Centuries ago doctors used hypnosis to help relieve the excruciating pain of surgery. It then fell out of favor with the introduction of anesthesia. Now as VOA's Melinda Smith reports, new studies show a host of benefits when hypnosis is used before breast cancer surgery.
In recent years, health professionals have used hypnosis as a tool in psychotherapy, and weight loss management, even on an experimental basis when Parkinson's disease patients undergo surgery for deep brain stimulation.
Now a study published in the Journal of the National Cancer Institute underscores the benefits of hypnosis to reduce the side effects of breast cancer surgery.
Dr. Guy Montgomery of Mount Sinai School of Medicine in New York is the study's author. "We found patients in the hypnosis group had less pain, nausea and fatigue, and they were less emotionally upset or less anxious, so it really was a win for the patients."
In a randomized clinical trial, 200 women scheduled for a breast biopsy or lumpectomy [removal of tumor without mastectomy] underwent a 15-minute hypnosis session before they went into the operating room. Others just had a consultation with a psychologist.

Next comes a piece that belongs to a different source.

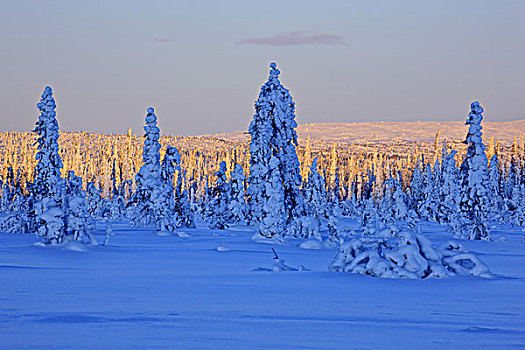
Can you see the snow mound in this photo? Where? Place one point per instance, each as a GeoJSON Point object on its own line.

While hypnosis has been studied before, this was the first time it was part of breast cancer treatment.
Helen Dorman describes the pain of her surgery: "You sort of feel like you've been rolled over by a Mack [a brand of large truck] truck when you wake up."
Dr. Montgomery with Helen Dorman - "I'd like you to close your eyes and let yourself relax."
Patients under hypnosis were told to place themselves mentally somewhere pleasant, like the beach on a summer day.
The hypnosis also cuts the amount of time spent in surgery, and that cuts back on medical expenses by at least $700.
A leading proponent of hypnosis says it has taken more than a century to rediscover the power of the mind in controlling pain.